First trimester circulating miR-208b-3p and miR-26a-1-3p are relevant to the prediction of gestational hypertension

Abstract

Background: Gestational hypertension (GH) is linked to an increased risk of cardiometabolic diseases for both mother and child, but we lack reliable biomarkers to identify high-risk women early in pregnancy. MicroRNAs (miRNAs) are small non-coding RNA that have emerged as promising biomarkers for pregnancy complications. We thus aimed to identify first trimester circulating miRNAs associated with GH and to build a miRNA-based algorithm to predict GH incidence.

Methods: We quantified miRNAs using next-generation sequencing in plasma samples collected at first trimester of pregnancy in Gen3G (N = 413, including 28 GH cases) and 3D (N = 281, including 21 GH cases) prospective birth cohorts. MiRNAs associated with GH in Gen3G (identified using DESeq2, p-value < 0.05) and replicated in 3D were included in a stepwise logistic regression model to estimate the probability of developing GH based on the miRNAs (normalized z-score counts) and maternal characteristics that contribute most to the model.

Results: We identified 28 miRNAs associated with the onset of GH later in pregnancy (p < 0.05) in the Gen3G cohort. Among these, three were replicated in the 3D cohort (similar fold change and p < 0.1) and were included in stepwise logistic regression models with GH-related risk factors. When combined with first trimester mean arterial pressure (MAP), miR-208b-3p and miR-26a-1-3p achieve an AUC of 0.803 (95%CI: 0.512-0.895) in Gen3G and 0.709 (95%CI: 0.588-0.829) in 3D. The addition of miR-208b-3p, and miR-26a-1-3p to the model significantly improves the prediction performance over that of MAP alone (p = 0.03). We then proposed low and high-risk thresholds, which could help identify women at very low risk of GH and those who could benefit from prevention monitoring throughout their pregnancy.

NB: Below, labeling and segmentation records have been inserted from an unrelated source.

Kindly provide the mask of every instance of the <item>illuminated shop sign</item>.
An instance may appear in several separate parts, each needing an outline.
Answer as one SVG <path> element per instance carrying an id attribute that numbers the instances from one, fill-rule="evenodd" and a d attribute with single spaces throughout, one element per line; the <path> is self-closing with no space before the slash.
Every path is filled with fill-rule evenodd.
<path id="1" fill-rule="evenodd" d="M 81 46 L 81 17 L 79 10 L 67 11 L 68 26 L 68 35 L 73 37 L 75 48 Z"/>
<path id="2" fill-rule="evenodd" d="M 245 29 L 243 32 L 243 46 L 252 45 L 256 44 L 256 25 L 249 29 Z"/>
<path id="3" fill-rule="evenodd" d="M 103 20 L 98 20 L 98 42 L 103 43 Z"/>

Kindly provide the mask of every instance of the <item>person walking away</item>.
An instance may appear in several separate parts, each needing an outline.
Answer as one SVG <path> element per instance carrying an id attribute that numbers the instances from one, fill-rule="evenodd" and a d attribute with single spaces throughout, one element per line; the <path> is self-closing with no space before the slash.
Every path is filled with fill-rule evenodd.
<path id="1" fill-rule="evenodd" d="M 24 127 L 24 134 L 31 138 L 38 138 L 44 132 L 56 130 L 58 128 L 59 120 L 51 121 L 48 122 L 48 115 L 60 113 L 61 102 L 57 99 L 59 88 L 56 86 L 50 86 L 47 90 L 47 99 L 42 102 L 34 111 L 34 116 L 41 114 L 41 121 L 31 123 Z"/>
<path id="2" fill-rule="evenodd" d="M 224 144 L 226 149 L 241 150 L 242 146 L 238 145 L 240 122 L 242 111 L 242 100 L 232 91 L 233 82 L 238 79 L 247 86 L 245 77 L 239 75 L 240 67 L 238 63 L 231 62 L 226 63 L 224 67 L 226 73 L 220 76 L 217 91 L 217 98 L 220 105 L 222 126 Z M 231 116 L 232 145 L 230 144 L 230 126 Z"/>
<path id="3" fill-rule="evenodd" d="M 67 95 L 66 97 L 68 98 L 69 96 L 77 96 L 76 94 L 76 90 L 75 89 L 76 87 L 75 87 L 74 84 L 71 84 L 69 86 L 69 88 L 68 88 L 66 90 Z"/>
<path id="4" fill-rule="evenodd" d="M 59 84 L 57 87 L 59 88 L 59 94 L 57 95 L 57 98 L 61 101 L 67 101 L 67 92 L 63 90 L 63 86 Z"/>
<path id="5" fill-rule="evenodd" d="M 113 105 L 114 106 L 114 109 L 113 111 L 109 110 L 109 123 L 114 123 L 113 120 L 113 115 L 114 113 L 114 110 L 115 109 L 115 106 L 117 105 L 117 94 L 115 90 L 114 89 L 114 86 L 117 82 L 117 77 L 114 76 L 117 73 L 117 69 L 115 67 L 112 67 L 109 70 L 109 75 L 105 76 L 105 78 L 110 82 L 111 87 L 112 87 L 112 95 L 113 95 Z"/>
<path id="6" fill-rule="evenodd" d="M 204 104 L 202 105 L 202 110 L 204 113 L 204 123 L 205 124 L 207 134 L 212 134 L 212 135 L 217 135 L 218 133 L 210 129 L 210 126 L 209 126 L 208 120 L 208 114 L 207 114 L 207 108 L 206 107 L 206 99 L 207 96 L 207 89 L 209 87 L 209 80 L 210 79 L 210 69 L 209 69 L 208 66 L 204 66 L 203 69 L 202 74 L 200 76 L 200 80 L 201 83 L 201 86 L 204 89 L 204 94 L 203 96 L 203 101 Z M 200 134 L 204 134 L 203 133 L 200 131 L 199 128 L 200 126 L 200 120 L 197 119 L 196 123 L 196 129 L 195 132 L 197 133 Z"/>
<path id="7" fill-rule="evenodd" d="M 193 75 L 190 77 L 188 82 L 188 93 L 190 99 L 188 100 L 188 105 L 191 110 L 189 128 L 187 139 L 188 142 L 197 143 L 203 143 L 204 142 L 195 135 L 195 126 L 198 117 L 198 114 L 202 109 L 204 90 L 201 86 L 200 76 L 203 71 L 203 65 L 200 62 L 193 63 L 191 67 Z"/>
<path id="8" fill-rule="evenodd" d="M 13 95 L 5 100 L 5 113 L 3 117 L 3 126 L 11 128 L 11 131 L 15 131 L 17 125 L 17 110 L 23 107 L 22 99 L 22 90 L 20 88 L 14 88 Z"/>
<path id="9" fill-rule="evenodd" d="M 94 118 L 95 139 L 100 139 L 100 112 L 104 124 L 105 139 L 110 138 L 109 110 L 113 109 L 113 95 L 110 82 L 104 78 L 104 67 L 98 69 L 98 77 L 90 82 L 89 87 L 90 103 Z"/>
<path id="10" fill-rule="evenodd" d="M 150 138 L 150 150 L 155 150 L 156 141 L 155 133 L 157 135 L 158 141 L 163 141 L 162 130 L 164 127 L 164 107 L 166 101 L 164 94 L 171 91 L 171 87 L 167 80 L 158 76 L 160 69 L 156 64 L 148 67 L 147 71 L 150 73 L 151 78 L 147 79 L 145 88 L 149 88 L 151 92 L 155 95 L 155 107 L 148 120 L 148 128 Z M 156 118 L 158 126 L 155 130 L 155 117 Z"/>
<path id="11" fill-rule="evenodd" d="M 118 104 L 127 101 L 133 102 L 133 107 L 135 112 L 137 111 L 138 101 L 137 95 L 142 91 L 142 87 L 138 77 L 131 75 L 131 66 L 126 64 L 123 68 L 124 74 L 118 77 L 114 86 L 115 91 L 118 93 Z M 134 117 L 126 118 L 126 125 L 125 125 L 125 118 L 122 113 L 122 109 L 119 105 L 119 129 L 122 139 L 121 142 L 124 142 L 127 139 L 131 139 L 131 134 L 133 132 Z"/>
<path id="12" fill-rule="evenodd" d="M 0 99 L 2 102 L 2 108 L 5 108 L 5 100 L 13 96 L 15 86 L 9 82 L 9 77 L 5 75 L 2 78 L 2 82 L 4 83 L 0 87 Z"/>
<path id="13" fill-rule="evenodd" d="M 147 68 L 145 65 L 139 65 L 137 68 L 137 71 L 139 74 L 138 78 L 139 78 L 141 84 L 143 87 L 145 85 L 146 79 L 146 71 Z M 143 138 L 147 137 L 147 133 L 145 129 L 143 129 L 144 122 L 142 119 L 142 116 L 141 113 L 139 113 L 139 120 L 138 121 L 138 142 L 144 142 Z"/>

Conclusion: The combination of circulating miR-208b-3p and miR-26a-1-3p with first trimester MAP offers good performance as early predictors of GH. Interestingly, these miRNAs target pathways related to the cardiovascular system and could thus be relevant to the pathophysiology of GH. These miRNAs thus provide a novel avenue to identify women at risk and could lead to even more adequate obstetrical care to reduce the risk of complications associated with GH.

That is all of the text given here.